Objetivos: (1) protección de los DDHH, la Democracia y el Estado de Derecho. (2) Progreso económico y social conjunto. (3) Cooperación judicial, cultural y social conjunta. Miembros: 47 países europeos. Todos menos Bielorrusia y Kazajistán. Observadores: Vaticano, EEUU, Canadá, México, Israel y Japón. España entra en 1977. Estructura
a) Comité de Ministros. Conformado por los ministros de Asuntos Exteriores de cada país miembro. Realizan recomendaciones, llegan a acuerdos, adoptan medidas de carácter interno y aprueban la entrada de nuevos Estados al Consejo de Europa. b) Asamblea Consultiva. Órgano deliberante que realiza recomendaciones al Comité de Ministros. Ahora: 636 miembros (318 + 318 suplentes). c) Secretario General. Cara visible principal de la organización, representante, mediador. El actual es el noruego Thorbjørn Jagland.

2. Organizaciones de inspiración federal 2.1. Comunidad Europea del Carbón y el Acero (CECA) Se funda a través del Tratado de París el 18 de abril de 1951. Firmado por seis países: Francia, Alemania Occidental, Italia, Bélgica, Holanda y Luxemburgo. Expiró en 2002. Su principal cometido es crear un mercado común europeo. Fue la antesala de la CEE. Mejoró el comercio y el crecimiento de los países integrados en ella y además creó unas estructuras que servirían de base para la arquitectura comunitaria:

La Alta Autoridad. Lo que después sería la Comisión Europea. La Asamblea, precursora del Parlamento Europeo. Consejo de Ministros. Predecesor del Consejo de la UE.

2.2. Comunidad Europea de Energía Atómica (EURATOM) Es una de las dos instituciones creadas a partir del Tratado de Roma (25 de marzo de 1957) por los países de la CECA para potenciar el desarrollo nuclear en sus estados miembro y promover la seguridad y la protección.
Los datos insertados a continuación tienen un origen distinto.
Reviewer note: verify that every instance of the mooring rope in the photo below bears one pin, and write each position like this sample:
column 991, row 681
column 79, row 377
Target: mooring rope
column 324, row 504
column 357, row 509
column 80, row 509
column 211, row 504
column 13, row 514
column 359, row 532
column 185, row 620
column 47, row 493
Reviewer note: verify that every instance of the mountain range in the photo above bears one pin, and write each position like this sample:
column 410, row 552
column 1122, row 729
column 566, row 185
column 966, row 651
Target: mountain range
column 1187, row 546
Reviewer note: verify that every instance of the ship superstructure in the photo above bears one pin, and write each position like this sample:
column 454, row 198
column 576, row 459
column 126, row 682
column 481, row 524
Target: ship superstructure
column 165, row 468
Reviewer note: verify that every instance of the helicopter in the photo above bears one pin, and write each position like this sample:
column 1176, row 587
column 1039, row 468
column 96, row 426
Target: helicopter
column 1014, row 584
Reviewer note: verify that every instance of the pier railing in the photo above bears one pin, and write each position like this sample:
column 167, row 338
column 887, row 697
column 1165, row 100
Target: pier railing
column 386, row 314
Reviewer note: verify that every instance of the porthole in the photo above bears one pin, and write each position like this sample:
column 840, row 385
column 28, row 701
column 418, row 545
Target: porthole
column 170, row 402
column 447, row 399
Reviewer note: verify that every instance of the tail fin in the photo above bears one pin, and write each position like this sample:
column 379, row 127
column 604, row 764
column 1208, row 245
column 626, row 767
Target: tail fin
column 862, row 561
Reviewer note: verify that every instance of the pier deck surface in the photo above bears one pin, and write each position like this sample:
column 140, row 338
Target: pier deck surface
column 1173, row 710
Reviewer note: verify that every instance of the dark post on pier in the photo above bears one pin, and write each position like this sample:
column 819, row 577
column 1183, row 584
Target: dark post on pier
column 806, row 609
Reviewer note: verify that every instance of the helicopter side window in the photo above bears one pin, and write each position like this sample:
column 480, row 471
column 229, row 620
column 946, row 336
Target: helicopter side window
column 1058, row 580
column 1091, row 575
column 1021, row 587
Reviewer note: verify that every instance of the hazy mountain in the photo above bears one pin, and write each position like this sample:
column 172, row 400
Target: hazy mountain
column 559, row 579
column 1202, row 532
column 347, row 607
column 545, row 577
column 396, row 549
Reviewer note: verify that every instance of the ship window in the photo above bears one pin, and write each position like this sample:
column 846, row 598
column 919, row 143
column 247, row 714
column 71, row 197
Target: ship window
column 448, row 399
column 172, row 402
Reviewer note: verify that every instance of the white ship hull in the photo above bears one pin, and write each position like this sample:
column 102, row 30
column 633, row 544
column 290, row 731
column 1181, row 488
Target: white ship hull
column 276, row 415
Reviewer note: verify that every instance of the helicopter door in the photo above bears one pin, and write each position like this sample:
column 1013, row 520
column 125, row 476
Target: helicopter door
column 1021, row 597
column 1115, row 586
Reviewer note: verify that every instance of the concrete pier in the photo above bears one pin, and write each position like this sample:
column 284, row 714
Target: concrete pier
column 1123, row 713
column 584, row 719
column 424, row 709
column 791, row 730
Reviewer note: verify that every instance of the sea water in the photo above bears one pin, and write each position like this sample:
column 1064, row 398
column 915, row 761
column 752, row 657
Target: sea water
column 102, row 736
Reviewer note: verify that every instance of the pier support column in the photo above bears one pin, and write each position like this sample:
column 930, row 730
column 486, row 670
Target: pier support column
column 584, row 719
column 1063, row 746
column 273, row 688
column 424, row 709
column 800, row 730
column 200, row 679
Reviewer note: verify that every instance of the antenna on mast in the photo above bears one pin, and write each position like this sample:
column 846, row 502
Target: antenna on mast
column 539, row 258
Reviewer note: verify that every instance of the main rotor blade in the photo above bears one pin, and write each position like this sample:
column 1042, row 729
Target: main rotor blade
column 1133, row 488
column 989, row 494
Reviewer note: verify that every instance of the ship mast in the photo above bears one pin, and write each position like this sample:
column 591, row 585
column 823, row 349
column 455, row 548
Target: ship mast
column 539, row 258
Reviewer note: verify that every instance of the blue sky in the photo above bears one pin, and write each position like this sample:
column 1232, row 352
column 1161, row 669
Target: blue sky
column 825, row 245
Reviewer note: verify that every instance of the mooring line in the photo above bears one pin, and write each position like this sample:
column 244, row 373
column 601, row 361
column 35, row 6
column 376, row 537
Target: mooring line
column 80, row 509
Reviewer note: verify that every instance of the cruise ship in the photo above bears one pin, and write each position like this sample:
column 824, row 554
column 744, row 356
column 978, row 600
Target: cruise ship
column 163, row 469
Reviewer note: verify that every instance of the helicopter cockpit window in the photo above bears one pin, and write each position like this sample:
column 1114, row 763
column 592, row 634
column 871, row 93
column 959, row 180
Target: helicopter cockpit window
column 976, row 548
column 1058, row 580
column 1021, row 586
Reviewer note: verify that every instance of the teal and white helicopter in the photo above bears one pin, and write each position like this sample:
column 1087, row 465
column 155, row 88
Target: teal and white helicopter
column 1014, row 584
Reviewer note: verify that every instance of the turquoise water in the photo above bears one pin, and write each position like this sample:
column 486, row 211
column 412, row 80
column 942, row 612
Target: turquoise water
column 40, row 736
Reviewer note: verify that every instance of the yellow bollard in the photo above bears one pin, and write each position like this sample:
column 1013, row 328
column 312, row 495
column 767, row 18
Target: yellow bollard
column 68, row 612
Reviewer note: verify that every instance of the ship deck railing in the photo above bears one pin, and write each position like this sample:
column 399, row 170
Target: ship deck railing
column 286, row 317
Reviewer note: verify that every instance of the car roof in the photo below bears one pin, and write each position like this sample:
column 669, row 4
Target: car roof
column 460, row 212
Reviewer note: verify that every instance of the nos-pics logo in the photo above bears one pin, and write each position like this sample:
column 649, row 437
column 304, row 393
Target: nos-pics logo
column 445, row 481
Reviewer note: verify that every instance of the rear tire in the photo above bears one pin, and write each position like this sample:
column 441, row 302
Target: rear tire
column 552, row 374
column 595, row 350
2.3. Comunidad Económica Europea (CEE) También creada a través de este tratado (que es la primera piedra en la construcción de la UE) tiene tres objetivos fundamentales:
2.3.1. Mercado Común: Perfecciona los objetivos de la CECA basándose en las cuatro libertades: la libre circulación de personas, de servicios, de mercancías y de capitales. 2.3.2. Unión Aduanera: arancel exterior común. 2.3.3. Políticas comunes 2.3.4. Creación de Instituciones: el Consejo, la Comisión y el Parlamento Europeo, el Comité Económico y Social...

Ante la potencia de las instituciones que la vertiente más federalista estaba creando (sobre todo la CEE), los países profuncionalistas crean la EFTA (Asociación Europea de Libre Mercado) a través de la Convención de Estocolmo en 1960.

Miembros fundacionales: Reino Unido, Irlanda, Austria, Suiza, Noruega, Suecia, Dinamarca y Portugal. En 1973 Reino Unido abandonará la EFTA para integrarse en la CEE, ejemplo que seguirán otros muchos. En la actualidad, la EFTA sólo está conformada por Noruega, Islandia, Liechtenstein y Suiza. Islandia solicitó en 2009 su adhesión a la UE.